Partners in Pain


by Herbert Mtowo

Ruth,Naomi and Orpah


Life has its ups and downs that’s for sure. Sometimes we can go months or years without too many major complications in our lives but eventually we all experience loss, grief, pain, or upset of some sort.I have known pain of loss,deaths,poor health,the pain of being scandalized,and I have known that pain in this journey of life. It’s not fun! Life IS full of challenges, pain, sorrow, and exhaustion. We are fighting off tigers and staring down mice all the time. In reality, I believe there is as much joy in the world as there is pain–sometimes it is just easier to see the pain.

Pain is often disruptive, uncomfortable, challenging and destructive at times, yet it is the most important pillar of personal growth.Pain is part of our life cycles as much as it is part of nature’s cycle. We need to be able to accept and deal with pain to improve ourselves and our lives. Often, this is easier said than done.

Do we welcome pain in our lives? Yes and no. The need to grow, reinvent or progress doesn’t come without challenges. It is in these challenges that we recognize we have to leave the designated comfort zone. We know change has to happen, yet we are reluctant to it because of the strangeness, unknown, discomfort or pain we are experiencing.

Change is therefore motivated by pain – not the pain we are facing when we transition to change, but the pain of staying in the same situation, accepting, knowing we cannot move forward. We don’t want things to stay the same, clearly. But which one of these pains will be less bearable?

The lesson we should all partake in life is to not resist change. As one personal development coach says, “The pain of changing now will always be less than the pain of staying the same”. It’s better to be proactive, then, and seek change before it finds us.

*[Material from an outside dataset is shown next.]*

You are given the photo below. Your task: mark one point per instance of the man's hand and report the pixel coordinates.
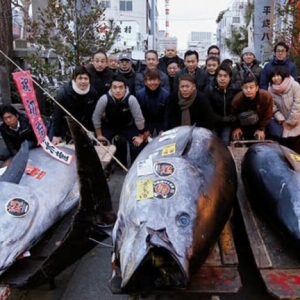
(259, 134)
(56, 140)
(237, 134)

Such is the story of the trio, when their husbands died, Naomi, Ruth and Orpah became partners in pain. Unless you’ve been there, you can’t relate to it. It’s a fellowship that transcends age, race, background and status; it brings the oddest people together. When you’re hurting, don’t look for validation from those who haven’t walked in your shoes. People can’t give you what they don’t have. Often the best they have to offer is the kind of optimism that’s glib and quickly becomes annoying.

Until you can start to make sense of your pain and see the greater good in it, you’ll feel like a victim. But once you see God’s grace at work, and His purpose in it all, you can begin to move ahead…to marry…to have another baby…to get another job… to dream another dream…to live again. Spurgeon wrote: ‘Just as old soldiers compare stories and scars, when we arrive at our heavenly home we’ll tell of the faithfulness of God who brought us through. I wouldn’t like to be pointed out as the only one who never experienced sorrow or feel like a stranger in the midst of that sacred fellowship. Therefore, be content to share in the battle, for soon we will wear the crown.’

Giving up a familiar situation, quitting a safe-perceived but unrewarding job, breaking up a relationship that doesn’t work anymore is painful and launches our minds in a post-mortem “what ifs”. It is natural to feel that change is painful as it involves the loss of a current situation. The truth is that not changing is even more painful.

“Life is about growing. If you don’t change, you don’t grow. If you don’t grow, be prepared to feel massive amounts of pain. You see, life wants the best for us. It wants us to be the best we can be”, writes personal development coach, Dean Cunningham, in his book “Pure Wisdom”. In other words, life wants us to change and to experience the painful transition to change.

Most of us will yearn (even secretly) to change. This is either because we are already in a situation we don’t like or we want to improve aspects of our lives for the better. “If there’s no pain, there’s no impetus to change”, explains Cunningham. Although overcoming a personal challenge is frightening and uncomfortable, instead of treating it like an enemy, embrace it like a friend. It’s a golden opportunity to uncover deep, self-limiting beliefs and replace them with new self-empowering beliefs

When it feels as if all Hell has broken loose in your life, remember, Satan hasn’t snatched the steering wheel from God. No, God’s got it all worked out. Victory is born out of struggle. Be encouraged! God often accomplishes more through our pain than He does through our successes. So, hold on to His unchanging hand!